Australia’s face-to-face fundraisers — or ‘charity muggers’ (‘chuggers’) as they’re more commonly known — brought in more than $120 million for charity last year.
But while they’re a handy fundraising stream for charities, they’re widely disliked by Australians, including those who donate.
Research from the Public Fundraising Regulatory Association (PFRA), and released to the ABC, revealed ‘chuggers’ signed 320,000 donors while raising $120 million last year.

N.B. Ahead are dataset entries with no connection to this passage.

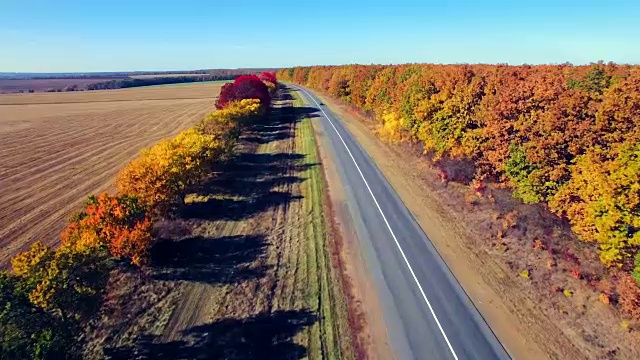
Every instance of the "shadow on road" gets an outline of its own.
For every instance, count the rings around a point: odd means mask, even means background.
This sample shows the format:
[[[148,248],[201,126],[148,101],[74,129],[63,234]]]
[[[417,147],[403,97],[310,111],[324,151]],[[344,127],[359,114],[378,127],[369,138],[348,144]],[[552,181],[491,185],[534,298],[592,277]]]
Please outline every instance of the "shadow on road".
[[[308,310],[260,313],[247,318],[226,318],[183,331],[184,340],[159,342],[140,337],[134,346],[105,349],[106,359],[301,359],[307,349],[293,338],[313,325],[317,316]]]

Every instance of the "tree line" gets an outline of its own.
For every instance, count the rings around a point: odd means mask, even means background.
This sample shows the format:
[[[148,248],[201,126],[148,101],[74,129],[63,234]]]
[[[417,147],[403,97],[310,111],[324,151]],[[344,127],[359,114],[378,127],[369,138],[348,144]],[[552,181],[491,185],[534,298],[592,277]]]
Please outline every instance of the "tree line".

The research also found that for every $1 invested in raising money this way, charities received $2.30 in return.
“Compared to other investment options, face-to-face fundraising remains a very attractive avenue for charities,” PFRA chief Peter Hills-Jones told the ABC.
But we don’t like them
A report from the Queensland University of Technology found 65 per cent of people don’t like being approached by the fundraisers.
Despite this, nearly 20 per cent donated anyway.
According to actor and cancer fundraiser, Samuel Johnson, ‘chuggers’ are “slugs, they’re dogs”.
“If you’re not prudent about how you give, if you don’t know about the organisation you’re giving to, then I’d be pretty cynical about how much is ending up at the cause,” he told the Today Show in May last year.
And in some parts of the UK, the form of fundraising has been completely banned.
Most of these fundraisers are carried out by agencies contracted by the charity, and the workers will often receive a commission for sign-ups.
But as a 2017 report from the Australian Competition and Consumer Commission featuring research by Frost & Sullivan noted, 53 per cent of respondents believe their donation shouldn’t fund commission payments. Only 13 per cent wholly supported it, while 28 per cent said it’s acceptable depending on the commission size.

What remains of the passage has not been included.